- Associated Press - Monday, May 8, 2017

SACRAMENTO, Calif. (AP) - In a story May 8 about an attempt to recall California state Sen. Josh Newman, D-Fullerton, because of his vote for a gas tax increase to fund road repairs, The Associated Press incorrectly attributed Newman’s response to Sen. Anthony Cannella, the only Republican to vote for the hike. Newman said the tax increase is needed to address overdue infrastructure problems and that a recall would cost millions of dollars and disrespect the will of voters in his district.

A corrected version of the story is below:

Recall targets Southern California senator over gas-tax vote

Southern California conservative talk radio hosts have been cleared to begin collecting signatures in an attempt to recall a Democratic state lawmaker over his vote to raise gas and vehicle taxes

SACRAMENTO, Calif. (AP) - Southern California conservative talk radio hosts were cleared to begin collecting signatures Monday in an attempt to recall a Democratic state lawmaker over his vote to raise gas and vehicle taxes.

The commentators say they’re targeting Sen. Josh Newsman of Fullerton as part of a strategy that focuses on lawmakers in weak positions. Newman narrowly won his seat last year in a district that has long been represented by Republicans.

The Assembly and Senate approved the tax increases last month to pay for road repairs. All Democrats but two were supportive, while only one Republican voted in favor.

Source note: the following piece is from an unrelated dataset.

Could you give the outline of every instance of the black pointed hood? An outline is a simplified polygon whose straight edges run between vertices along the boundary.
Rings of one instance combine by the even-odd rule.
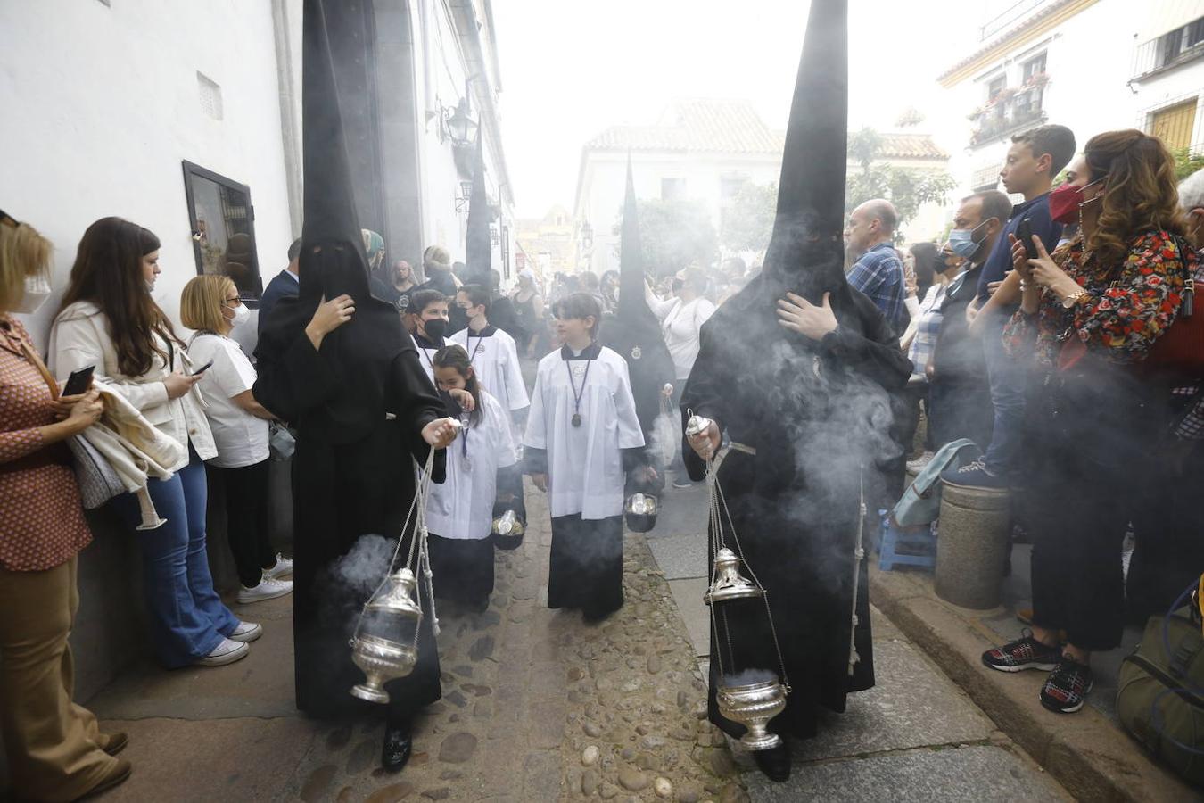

The recall is promoted by radio hosts Karl DeMaio of KOGO in San Diego and John Kobylt and Ken Chiampou of KFI in Los Angeles. They plan to broadcast their shows from a recall kickoff rally in Fullerton on Thursday.

They contend that Newman cast the deciding vote for the tax increases, but he was not among the handful of late-deciding lawmakers who got special projects in their districts worth hundreds of millions of dollars in exchange for their votes.

Newman said in a statement that he had promised to be a strong and independent voice for the people of his district.

“That’s why they elected me just under six months ago, and that’s exactly what I’ve been doing,” Newman said. “When voters learn the facts on the recall effort, I don’t think they’re likely to be too happy about a special election being pushed on false pretenses by a failed politician from San Diego, and which is going to cost taxpayers over $2 million. It’s just more politics as usual, and it’s exactly what I ran to change in the first place.”

Others on the right have targeted their scorn on the lone Republican who supported the plan, Sen. Anthony Cannella of Ceres.

Newman has stood by his vote, saying it was necessary to fix roads and pointing to an accompanying constitutional amendment he authored to prohibit lawmakers from diverting the money for other purposes.

Newman said in his formal response to the recall that it would waste millions of dollars and disrespect the will of voters who elected him less than six months ago.

He wrote that a recall would “inject even more politics and divisiveness into public life at a time when we desperately need leaders who will unite us while solving real problems,” according to the Sacramento Bee.

Recall organizers have until Oct. 16 to collect signatures from 63,593 voters.

The radio hosts are influential on the right. DeMaio is a former San Diego city councilman who ran unsuccessfully for mayor and for Congress and who led a statewide ballot initiative to curb public pensions.

Kobylt and Chiampou, known on the air as “John and Ken,” are entertainment hotshots in Southern California and part of the fabric of conservative politics in the state. They have been on radio for more than two decades.